改良されたデジタルツインソフトウェアTRANCITYなどを紹介するCalTaブース

 2023年7月26日から28日まで開催されたメンテナンス・レジリエンスTOKYO 2023にて、CalTaはリリースから1年余りを経てパワーアップしたデジタルツインソフトウェア「TRANCITY」(トランシティ)などを展示。具体的な改善ポイントや使用感などを実例を交えて来場者に紹介した。

 CalTaは、屋内空間の点検・計測に特化した世界最小級のドローン開発などを手掛けるLiberawareとJR東日本スタートアップ、JR東日本コンサルタンツが、鉄道やインフラ業界のDX化を目指して2021年7月に設立した企業。小型ドローンやスマートフォンで撮影した動画をアップロードするだけで電子地図上に点群データや3Dモデルを自動生成する、鉄道関係では初のソフトウェアTRANCITYの開発などを手掛けている。

 類似の業務管理ソフトウェアは稼働させるために高性能パソコンなどを必要とする場合があるが、クラウド型のTRANCITYはウェブブラウザ上で稼働するため、デバイスを問わず、スマートフォンやタブレットなどからでも手軽に利用できるのが特徴。生成した3Dデータは国土地理院のデジタル地図基盤上にて、実際の場所に実寸サイズで再現され、設備の変化を時系列で追うことも可能。工事の進捗確認や災害時の土砂の流出状況なども一目で確認することができるほか、同社によると、直観的に操作できるよう、ユーザーインターフェース(UI)も分かりやすく作られており、導入のしやすさや使いやすさも特徴の1つだという。

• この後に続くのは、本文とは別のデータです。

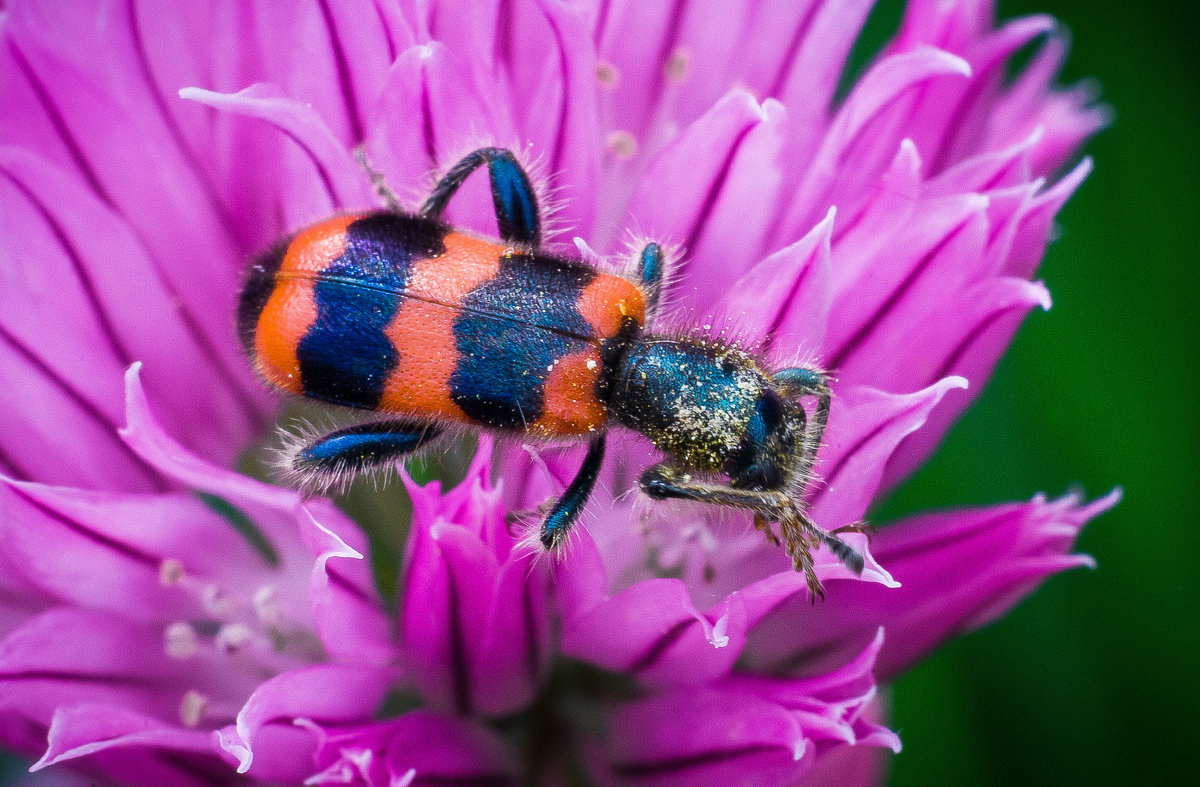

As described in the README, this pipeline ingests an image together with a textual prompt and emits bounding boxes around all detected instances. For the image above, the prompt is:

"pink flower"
[0,0,1116,785]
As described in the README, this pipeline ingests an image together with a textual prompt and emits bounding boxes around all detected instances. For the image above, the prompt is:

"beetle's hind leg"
[282,419,442,493]
[539,432,606,551]
[638,462,865,600]
[421,148,541,247]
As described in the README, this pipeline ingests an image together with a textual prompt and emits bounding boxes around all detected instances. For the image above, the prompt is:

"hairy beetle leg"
[640,462,865,600]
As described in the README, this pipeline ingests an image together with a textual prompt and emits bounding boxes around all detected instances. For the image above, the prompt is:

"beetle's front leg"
[638,462,865,600]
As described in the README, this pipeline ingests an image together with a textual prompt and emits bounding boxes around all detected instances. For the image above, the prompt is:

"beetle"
[238,148,864,599]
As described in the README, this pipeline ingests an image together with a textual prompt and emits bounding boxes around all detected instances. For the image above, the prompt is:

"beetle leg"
[421,148,541,247]
[772,367,830,492]
[541,432,605,549]
[286,419,442,492]
[637,244,664,314]
[638,462,864,599]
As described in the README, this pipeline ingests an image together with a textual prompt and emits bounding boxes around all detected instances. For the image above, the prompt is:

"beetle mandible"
[238,148,864,597]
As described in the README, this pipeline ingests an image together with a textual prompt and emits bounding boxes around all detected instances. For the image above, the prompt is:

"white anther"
[662,47,691,84]
[179,689,209,727]
[254,584,281,627]
[605,128,637,158]
[200,584,236,618]
[596,60,620,90]
[158,558,184,588]
[162,621,198,660]
[214,623,254,653]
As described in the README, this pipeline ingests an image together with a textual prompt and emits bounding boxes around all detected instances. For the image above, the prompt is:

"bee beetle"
[238,148,863,597]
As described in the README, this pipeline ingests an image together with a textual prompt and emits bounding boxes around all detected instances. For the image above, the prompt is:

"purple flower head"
[0,0,1116,786]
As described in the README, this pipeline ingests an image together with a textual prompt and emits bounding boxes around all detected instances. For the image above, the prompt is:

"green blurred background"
[860,0,1200,787]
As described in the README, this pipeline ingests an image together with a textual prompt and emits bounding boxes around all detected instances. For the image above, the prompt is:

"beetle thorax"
[608,336,769,470]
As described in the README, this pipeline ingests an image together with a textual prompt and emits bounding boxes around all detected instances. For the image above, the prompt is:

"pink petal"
[606,687,811,785]
[776,47,971,239]
[704,209,835,360]
[300,503,398,667]
[746,492,1120,680]
[30,704,218,785]
[367,42,520,229]
[179,84,373,225]
[810,377,966,527]
[563,579,745,684]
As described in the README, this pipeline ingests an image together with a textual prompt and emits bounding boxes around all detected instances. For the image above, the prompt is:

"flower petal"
[563,579,745,684]
[746,492,1120,680]
[179,84,373,224]
[606,687,811,785]
[300,501,398,667]
[216,665,396,781]
[30,704,219,785]
[809,377,966,527]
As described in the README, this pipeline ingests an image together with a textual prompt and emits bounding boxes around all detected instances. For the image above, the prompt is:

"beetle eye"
[746,390,786,445]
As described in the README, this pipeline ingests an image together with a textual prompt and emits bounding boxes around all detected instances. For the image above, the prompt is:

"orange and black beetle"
[238,148,863,594]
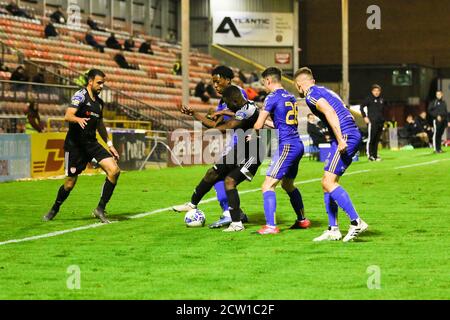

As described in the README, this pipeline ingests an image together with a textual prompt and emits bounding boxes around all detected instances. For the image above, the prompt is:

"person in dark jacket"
[44,22,58,38]
[10,66,30,91]
[50,6,66,24]
[106,33,122,50]
[361,84,386,161]
[86,16,106,32]
[139,40,153,54]
[428,91,448,153]
[306,113,328,147]
[84,31,105,52]
[124,37,135,51]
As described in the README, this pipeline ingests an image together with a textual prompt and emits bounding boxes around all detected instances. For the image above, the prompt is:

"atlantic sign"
[213,11,293,47]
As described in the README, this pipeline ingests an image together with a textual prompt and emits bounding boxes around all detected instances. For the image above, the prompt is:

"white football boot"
[313,227,342,242]
[172,202,197,212]
[342,218,369,242]
[223,221,245,232]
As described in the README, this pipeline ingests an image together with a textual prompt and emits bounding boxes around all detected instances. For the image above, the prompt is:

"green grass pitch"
[0,148,450,300]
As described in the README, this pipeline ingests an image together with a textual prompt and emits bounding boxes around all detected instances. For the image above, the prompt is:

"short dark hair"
[370,83,381,91]
[211,66,234,80]
[87,69,106,81]
[294,67,314,79]
[261,67,282,82]
[222,85,242,101]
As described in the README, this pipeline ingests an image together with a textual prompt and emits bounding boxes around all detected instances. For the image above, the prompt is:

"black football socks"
[191,179,215,205]
[52,185,71,212]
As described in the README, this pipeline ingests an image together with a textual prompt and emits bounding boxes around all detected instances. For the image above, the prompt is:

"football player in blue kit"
[254,67,311,234]
[294,67,368,242]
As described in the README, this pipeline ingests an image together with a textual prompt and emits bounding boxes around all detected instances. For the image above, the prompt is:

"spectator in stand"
[166,30,178,44]
[114,50,139,70]
[25,101,42,134]
[5,0,33,19]
[50,6,67,24]
[124,37,135,51]
[84,31,105,52]
[405,114,429,146]
[44,22,59,39]
[194,79,210,103]
[238,70,248,83]
[106,32,122,50]
[416,111,433,147]
[306,113,329,147]
[10,66,30,91]
[245,86,258,101]
[0,60,9,72]
[87,16,106,32]
[248,71,259,83]
[361,84,386,161]
[172,54,183,76]
[31,69,45,93]
[206,79,221,99]
[428,90,448,153]
[139,40,153,54]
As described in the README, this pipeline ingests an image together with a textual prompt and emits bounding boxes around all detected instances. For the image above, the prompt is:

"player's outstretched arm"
[215,119,242,133]
[64,107,89,129]
[316,98,347,152]
[97,119,119,160]
[180,106,220,128]
[253,110,270,130]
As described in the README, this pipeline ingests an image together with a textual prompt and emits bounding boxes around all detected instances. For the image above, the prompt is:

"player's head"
[211,66,234,94]
[294,67,316,98]
[87,69,106,95]
[261,67,281,91]
[222,85,247,111]
[419,111,427,119]
[370,84,381,98]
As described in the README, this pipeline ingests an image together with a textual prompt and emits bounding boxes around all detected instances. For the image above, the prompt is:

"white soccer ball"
[184,209,206,227]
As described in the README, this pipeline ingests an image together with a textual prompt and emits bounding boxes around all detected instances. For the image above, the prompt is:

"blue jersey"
[264,88,301,144]
[216,88,248,121]
[306,86,359,138]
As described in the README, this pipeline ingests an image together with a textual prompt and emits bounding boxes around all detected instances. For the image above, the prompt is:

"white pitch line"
[394,159,450,169]
[0,159,442,246]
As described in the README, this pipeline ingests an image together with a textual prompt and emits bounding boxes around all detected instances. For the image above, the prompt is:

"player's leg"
[93,157,120,223]
[223,157,261,232]
[43,176,77,221]
[281,144,311,229]
[172,164,222,212]
[315,134,368,241]
[43,148,85,221]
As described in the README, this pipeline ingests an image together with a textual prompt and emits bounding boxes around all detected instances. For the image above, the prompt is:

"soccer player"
[205,66,248,228]
[294,67,368,242]
[254,67,311,234]
[173,86,262,232]
[43,69,120,223]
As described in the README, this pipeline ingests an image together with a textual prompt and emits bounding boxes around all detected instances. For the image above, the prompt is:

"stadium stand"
[0,10,224,129]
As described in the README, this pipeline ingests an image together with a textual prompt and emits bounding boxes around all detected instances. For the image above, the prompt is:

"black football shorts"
[64,141,112,177]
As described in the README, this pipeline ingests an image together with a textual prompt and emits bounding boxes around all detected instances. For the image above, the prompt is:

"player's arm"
[97,119,119,160]
[64,107,89,129]
[215,119,242,133]
[253,110,270,131]
[316,98,347,152]
[180,106,220,128]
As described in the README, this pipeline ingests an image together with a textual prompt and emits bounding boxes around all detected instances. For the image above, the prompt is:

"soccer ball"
[184,209,206,227]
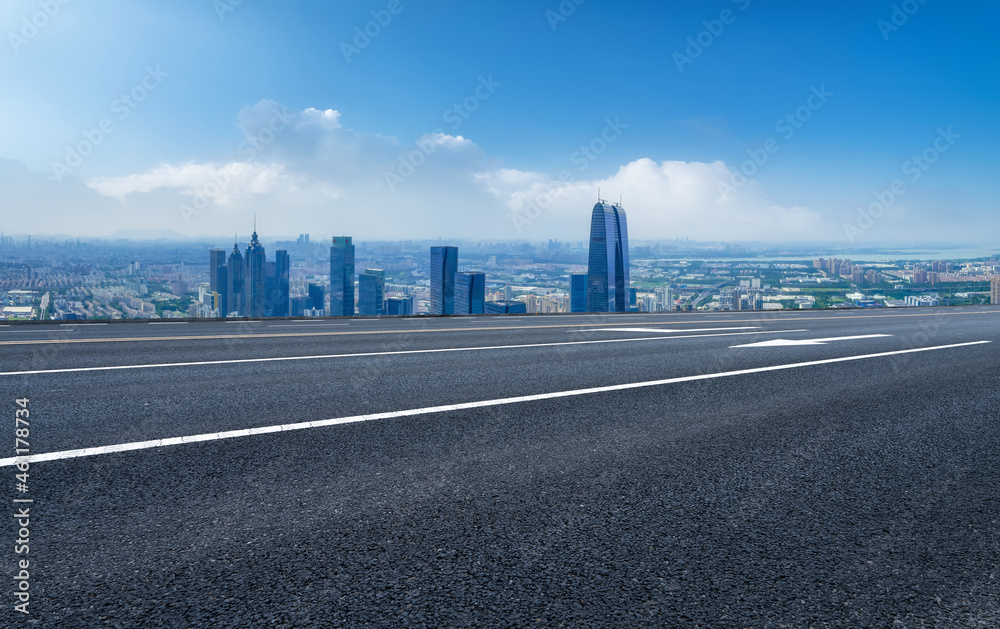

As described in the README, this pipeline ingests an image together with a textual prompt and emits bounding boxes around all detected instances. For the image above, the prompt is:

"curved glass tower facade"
[587,203,630,312]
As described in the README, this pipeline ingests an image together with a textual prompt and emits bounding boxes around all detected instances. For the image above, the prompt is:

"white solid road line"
[729,334,892,349]
[0,330,808,376]
[0,341,992,467]
[580,325,756,334]
[267,323,350,328]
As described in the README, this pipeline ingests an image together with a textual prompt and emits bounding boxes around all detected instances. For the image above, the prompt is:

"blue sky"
[0,0,1000,244]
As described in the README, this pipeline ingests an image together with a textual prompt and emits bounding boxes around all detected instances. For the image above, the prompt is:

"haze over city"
[0,0,1000,244]
[0,0,1000,629]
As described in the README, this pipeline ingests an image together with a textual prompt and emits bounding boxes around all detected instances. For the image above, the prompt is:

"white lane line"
[729,334,892,349]
[0,341,992,467]
[567,325,752,334]
[0,330,808,377]
[267,323,350,328]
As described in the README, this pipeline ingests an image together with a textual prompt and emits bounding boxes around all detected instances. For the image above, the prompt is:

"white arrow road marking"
[729,334,892,349]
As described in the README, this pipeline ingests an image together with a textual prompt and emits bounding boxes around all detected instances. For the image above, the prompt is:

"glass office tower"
[243,230,267,317]
[569,273,587,312]
[330,236,354,317]
[208,249,229,317]
[587,202,630,312]
[455,273,486,314]
[270,249,292,317]
[358,269,385,317]
[226,242,247,317]
[385,296,413,316]
[431,247,458,315]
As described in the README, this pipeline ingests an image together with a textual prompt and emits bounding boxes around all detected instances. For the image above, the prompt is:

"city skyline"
[0,0,1000,246]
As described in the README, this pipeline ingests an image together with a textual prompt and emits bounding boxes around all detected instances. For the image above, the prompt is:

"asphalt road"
[0,308,1000,627]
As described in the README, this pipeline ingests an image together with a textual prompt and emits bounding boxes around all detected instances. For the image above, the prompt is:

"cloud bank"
[0,100,860,241]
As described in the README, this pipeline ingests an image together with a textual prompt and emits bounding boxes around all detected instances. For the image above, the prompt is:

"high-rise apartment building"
[455,273,486,314]
[430,247,458,315]
[358,269,385,317]
[330,236,354,317]
[587,202,630,312]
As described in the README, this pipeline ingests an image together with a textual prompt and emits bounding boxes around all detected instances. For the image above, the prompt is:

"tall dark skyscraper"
[431,247,458,315]
[455,273,486,314]
[587,202,630,312]
[385,295,413,316]
[569,273,587,312]
[226,242,247,317]
[208,249,229,317]
[330,236,354,317]
[306,284,324,310]
[358,269,385,317]
[268,249,291,317]
[243,229,267,317]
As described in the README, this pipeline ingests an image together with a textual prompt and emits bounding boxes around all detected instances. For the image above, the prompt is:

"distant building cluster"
[207,228,291,317]
[813,258,884,286]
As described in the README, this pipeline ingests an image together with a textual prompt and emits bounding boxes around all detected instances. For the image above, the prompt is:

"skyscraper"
[208,249,229,317]
[226,242,247,317]
[330,236,354,317]
[455,273,486,314]
[385,295,413,316]
[306,282,325,310]
[587,202,630,312]
[243,228,267,317]
[569,273,587,312]
[268,249,291,317]
[430,247,458,315]
[358,269,385,317]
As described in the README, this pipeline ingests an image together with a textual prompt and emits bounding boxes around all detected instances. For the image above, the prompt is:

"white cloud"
[1,100,860,241]
[298,107,341,131]
[490,159,835,241]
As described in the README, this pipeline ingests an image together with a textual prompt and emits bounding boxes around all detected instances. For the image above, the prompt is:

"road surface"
[0,308,1000,627]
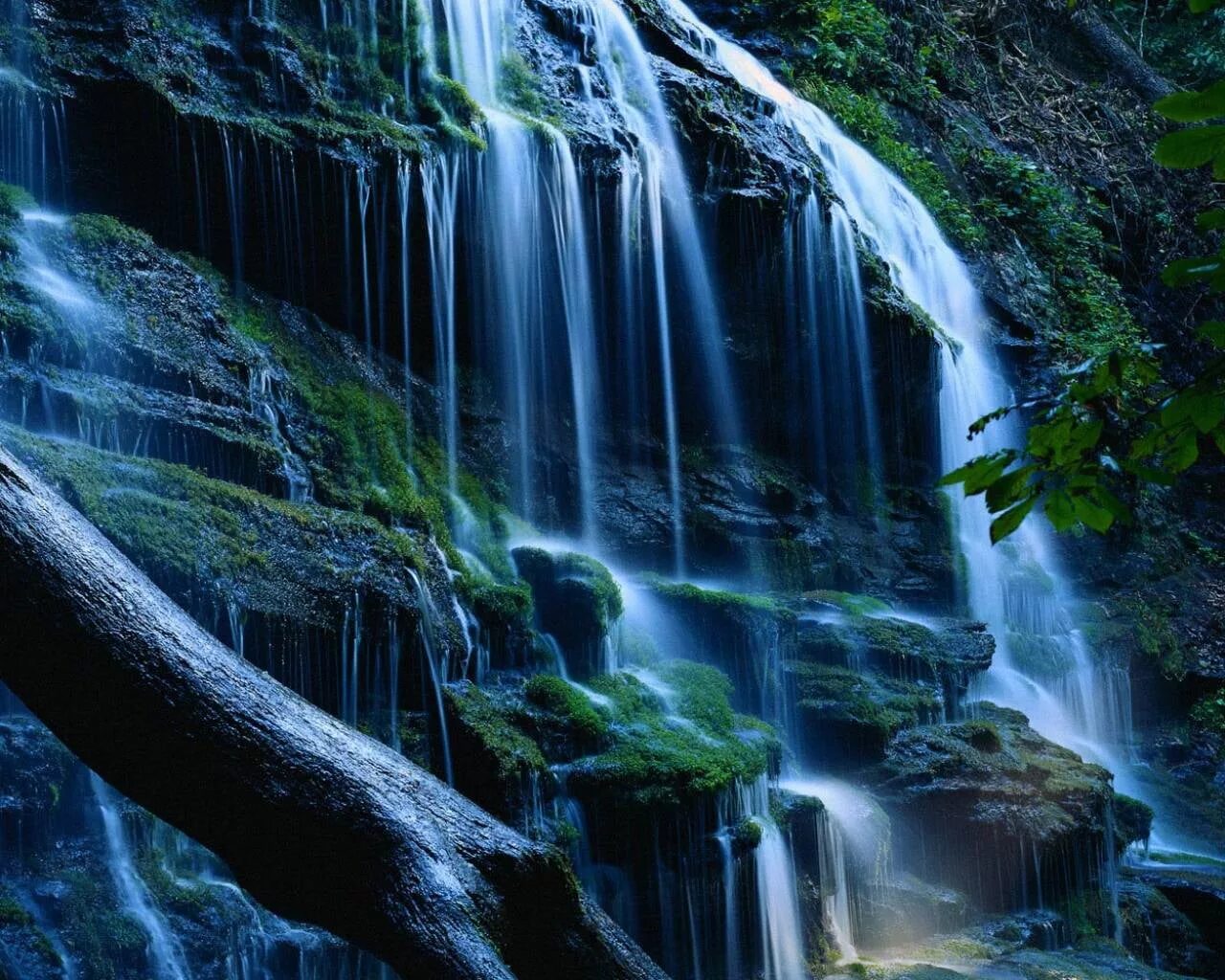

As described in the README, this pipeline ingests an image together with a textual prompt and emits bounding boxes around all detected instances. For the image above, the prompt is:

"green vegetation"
[62,869,148,980]
[804,590,889,616]
[0,887,34,928]
[523,674,609,746]
[568,664,779,810]
[446,683,548,799]
[1112,792,1152,854]
[945,0,1225,542]
[73,214,153,251]
[791,664,941,751]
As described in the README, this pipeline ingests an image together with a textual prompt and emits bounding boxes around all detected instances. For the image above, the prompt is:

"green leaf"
[940,450,1016,496]
[991,494,1037,544]
[1161,255,1225,287]
[988,467,1034,513]
[1072,496,1115,534]
[1195,320,1225,348]
[1155,126,1225,170]
[1044,490,1076,532]
[1167,429,1199,473]
[1152,79,1225,122]
[1191,392,1225,434]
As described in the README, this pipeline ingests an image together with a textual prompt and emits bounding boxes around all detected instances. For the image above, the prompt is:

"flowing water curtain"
[0,0,67,207]
[668,0,1160,833]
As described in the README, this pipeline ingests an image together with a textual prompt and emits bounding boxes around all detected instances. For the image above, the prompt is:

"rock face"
[0,0,1225,980]
[875,705,1114,909]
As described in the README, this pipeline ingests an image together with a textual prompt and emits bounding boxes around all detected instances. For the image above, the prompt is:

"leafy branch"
[941,0,1225,543]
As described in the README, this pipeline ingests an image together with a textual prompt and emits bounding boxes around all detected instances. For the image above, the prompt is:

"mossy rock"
[568,661,780,813]
[512,547,622,679]
[788,662,944,769]
[872,703,1114,909]
[1114,792,1154,854]
[523,674,609,753]
[445,681,548,819]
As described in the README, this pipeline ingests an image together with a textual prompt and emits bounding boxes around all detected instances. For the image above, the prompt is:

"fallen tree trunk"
[0,450,665,980]
[1072,4,1173,101]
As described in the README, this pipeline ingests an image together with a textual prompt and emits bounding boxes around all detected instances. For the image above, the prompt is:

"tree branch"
[0,450,665,980]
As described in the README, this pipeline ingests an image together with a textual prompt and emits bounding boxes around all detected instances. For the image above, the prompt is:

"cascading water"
[91,775,191,980]
[666,0,1161,847]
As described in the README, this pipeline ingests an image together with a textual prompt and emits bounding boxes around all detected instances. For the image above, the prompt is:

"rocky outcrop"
[874,704,1114,909]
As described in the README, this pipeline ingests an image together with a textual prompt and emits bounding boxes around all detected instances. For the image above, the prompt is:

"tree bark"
[0,450,666,980]
[1072,3,1173,101]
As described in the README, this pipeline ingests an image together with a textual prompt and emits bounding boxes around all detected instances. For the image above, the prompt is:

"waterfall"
[721,775,808,980]
[666,0,1161,842]
[408,570,456,787]
[89,773,189,980]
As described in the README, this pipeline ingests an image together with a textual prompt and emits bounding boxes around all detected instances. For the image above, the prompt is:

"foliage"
[796,76,986,248]
[944,0,1225,542]
[568,661,779,809]
[523,674,608,745]
[1110,0,1225,88]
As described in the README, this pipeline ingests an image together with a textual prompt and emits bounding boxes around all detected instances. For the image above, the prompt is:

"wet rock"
[511,547,622,679]
[1119,869,1221,976]
[874,704,1114,909]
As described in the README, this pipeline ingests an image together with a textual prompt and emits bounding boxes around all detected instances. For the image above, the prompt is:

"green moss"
[731,817,762,853]
[804,590,889,616]
[499,52,559,120]
[1190,688,1225,739]
[959,145,1145,365]
[523,674,609,745]
[962,719,1003,754]
[73,214,153,251]
[0,425,262,582]
[791,664,941,748]
[61,871,148,980]
[1112,792,1152,854]
[568,664,779,810]
[0,888,34,927]
[797,76,988,249]
[446,683,547,789]
[136,848,234,926]
[642,576,779,618]
[0,184,38,224]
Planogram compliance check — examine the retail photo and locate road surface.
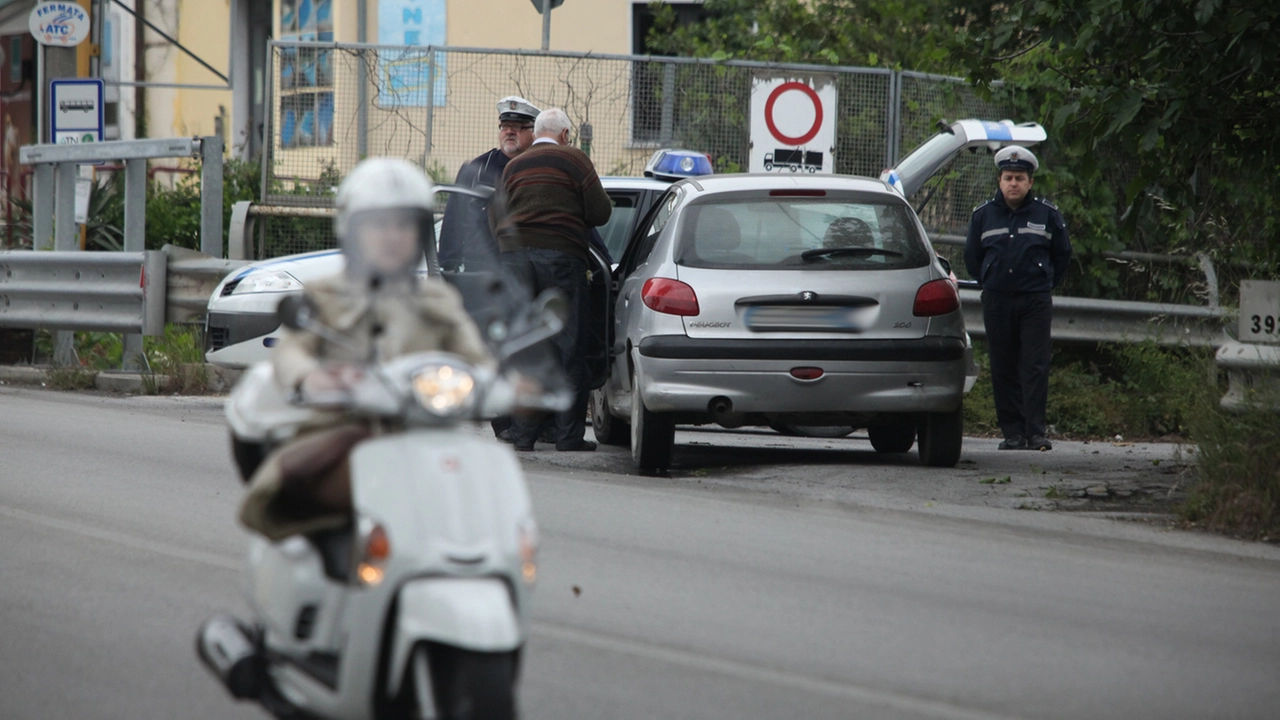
[0,387,1280,720]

 TRANCITYは2022年5月のリリース後、JRはもちろん、インフラ業を中心に橋梁点検や建設現場など様々な場面で導入されてきた。今回、ユーザーの声を受け、新たに4つの機能を改善し、ブースでも実例を交えながら紹介した。

 1つ目の改善点は、3Dデータ上での情報の拡張性。3次元空間にて補修が必要なポイントや要点検箇所を把握した場合は、仮想空間上にデジタルのピンを置き、そのピンに紐づけて情報を新たに付加できるようになった。ピンのアイコンは、通常のピンマークや「?」「鉛筆マーク」など10種類から選ぶことができ、色の変更も可能。直接テキストやリンクを入力できるほか、「添付ファイル(ファイル選択)」のコマンドも用意されており、PDFの平面図や画像などを格納して共有することができるようになった。

3次元空間上でピンを置いたりファイルを追加したりできるようになった

 2つ目の改善点は、3次元空間上での計測機能。画面上でスケールのコマンドを選択すると、「直線距離」「水平距離」「水平面積」「体積」など8種類の選択肢が登場。例えば、橋梁の一部の高さなどを確認したいときは、3次元空間上で計測したい幅の両端にカーソルを合わせるだけでその距離を計測することができる。計測結果はそのまま自由にラベル付けをして保存することも可能となっている。

橋梁の下部空間にある構造物の高さを計測している様子
様々なコマンドを直観的に操作することができるTRANCITYのUI

 3つ目の改善点が、点群データを生成するために対応している動画形式の拡大。これまではスマートフォンやアクションカメラGoProなどで撮影した動画から点群データなどを作成していたが、新たに360度カメラの動画からも点群データが起こせるようになった。これにより、災害時など、短時間で大まかな被災状況が知りたい場合は360度カメラを用いることで、1回の撮影で広範囲の情報を網羅した点群データを生成することが可能になるという。

 4つ目の改善点は、3次元空間内で人の目線の高さの移動シミュレーションなどができる3Dウォーク機能。例えば、鉄道駅構内でバリアフリールートなどを確認したい場合にこれらの機能が役立つという。

機能の拡充ポイントなどを紹介するブース内の掲示パネル

最新の小型ドローンIBIS2のデモ飛行も実施

 CalTaブースでは2023年6月に販売を開始した最新の産業用小型ドローン「IBIS2」(アイビスツー)のデモ飛行も実施した。IBISは屋内空間に特化して開発された小型ドローン。大きさ194mm×198.5mm×58mm、バッテリー込みの重量は243g、飛行時間は旧型機比約1.4倍の11分。赤外線カメラやデータ取得センサを追加で搭載可能となったほか、機体が上下反転した状態からも再離陸できるタートルモードを搭載するなど、これまで以上に極小空間や暗所での調査が実現できるという。